Il sito è esteso, cinto da profonde gole e canyon che rendono il panorama spettacolare su tutti i lati dell'antica città. Anche qui spicca la antica cittadella, tuttavia sono le architetture armene, chiese e la cattedrale, e la moschea e la madrasa selgiuchidi lo scrigno di vere e proprie raffinatezze architettoniche. Intagli nella pietra, bassorilievi con animali e scene di caccia, affreschi con scene della vita dei santi caratterizzano le rovine che rendono Ani un posto unico, immerso in un panorama sconfinato.

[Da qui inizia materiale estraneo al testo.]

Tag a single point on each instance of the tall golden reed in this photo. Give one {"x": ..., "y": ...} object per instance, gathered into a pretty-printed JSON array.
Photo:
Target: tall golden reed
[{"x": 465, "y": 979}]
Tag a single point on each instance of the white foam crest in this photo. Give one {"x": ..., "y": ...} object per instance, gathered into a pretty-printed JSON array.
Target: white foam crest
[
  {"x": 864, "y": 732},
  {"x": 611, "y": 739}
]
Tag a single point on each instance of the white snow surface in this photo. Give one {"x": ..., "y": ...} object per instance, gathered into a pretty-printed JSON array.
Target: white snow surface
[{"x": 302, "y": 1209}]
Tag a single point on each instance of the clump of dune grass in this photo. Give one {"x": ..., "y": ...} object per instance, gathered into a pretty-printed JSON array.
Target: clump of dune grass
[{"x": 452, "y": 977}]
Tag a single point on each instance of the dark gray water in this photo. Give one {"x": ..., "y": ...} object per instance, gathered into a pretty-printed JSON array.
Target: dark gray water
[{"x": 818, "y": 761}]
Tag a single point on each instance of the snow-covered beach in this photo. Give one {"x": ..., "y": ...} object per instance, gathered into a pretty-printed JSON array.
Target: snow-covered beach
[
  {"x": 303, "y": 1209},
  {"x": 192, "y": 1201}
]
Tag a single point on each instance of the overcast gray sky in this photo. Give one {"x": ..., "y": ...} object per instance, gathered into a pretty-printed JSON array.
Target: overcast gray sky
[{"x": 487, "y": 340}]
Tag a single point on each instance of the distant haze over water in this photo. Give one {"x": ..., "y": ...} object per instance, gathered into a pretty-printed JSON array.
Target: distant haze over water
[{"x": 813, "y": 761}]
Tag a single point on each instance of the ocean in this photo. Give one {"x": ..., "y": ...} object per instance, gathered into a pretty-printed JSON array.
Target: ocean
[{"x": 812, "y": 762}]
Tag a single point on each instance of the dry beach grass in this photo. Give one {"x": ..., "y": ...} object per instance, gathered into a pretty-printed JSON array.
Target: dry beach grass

Ultima tappa il lago Cildir, specchio d'acqua dove il ghiaccio è così spesso da poter sostenere slitte trainate da cavalli e da rendere necessario praticare spessi buchi nel ghiaccio per poter pescare. Il lago, meta di birdwatcher provenienti da tutto il mondo in estate e autunno, è ora immerso in un panorama quasi artico. Il bianco della neve si perde a vista d'occhio sulle colline che circondano questo specchio d'acqua avvolto in un silenzio quasi innaturale, mentre volpi dal pelo folto si aggirano furtive a caccia di topi in letargo sotto la terra.
Attraversare i villaggi rende l'idea della durezza della quotidianità per chi qui vive di allevamento. Enormi cani con collari con spine d'acciaio 'anti lupo' iniziano ad abbaiare ogni volta che ci si avvicina alle greggi, capannelli di oche pretendono la precedenza sulle strade infangate, le donne approfittano dei pochi raggi di sole per stendere il bucato. Grossi cumuli di letame fatto a mattoncini vengono accatastati in prossimità delle case. Un combustibile facilmente reperibile e tuttora vitale in un'area priva di alberi ad alto fusto, dove il gas non arriva. Un volo in aereo per il ritorno accorcia il lungo viaggio, ma si fa presto ad accorgersi di quanto check in, imbarchi e nastri bagagli rubino l'essenza al viaggio stesso. Più di 30 ore di treno sono tante, ma l'Est Express regala al viaggiatore il tempo per pensare al paesaggio che muta, alla strada percorsa e da percorrere, sottraendolo alla tirannia della fretta.
Un viaggio che porta in un pezzo di Turchia fuori da ogni schema; una Turchia lontana dagli itinerari turistici, dall'avvolgente caos di Istanbul e dal mare cristallino della costa, al contrario una Turchia di frontiera, plasmata da un clima spietato e da una storia fatta di guerre, invasioni e terremoti che hanno dato un volto unico al nord est di un Paese che sembra un continente in miniatura.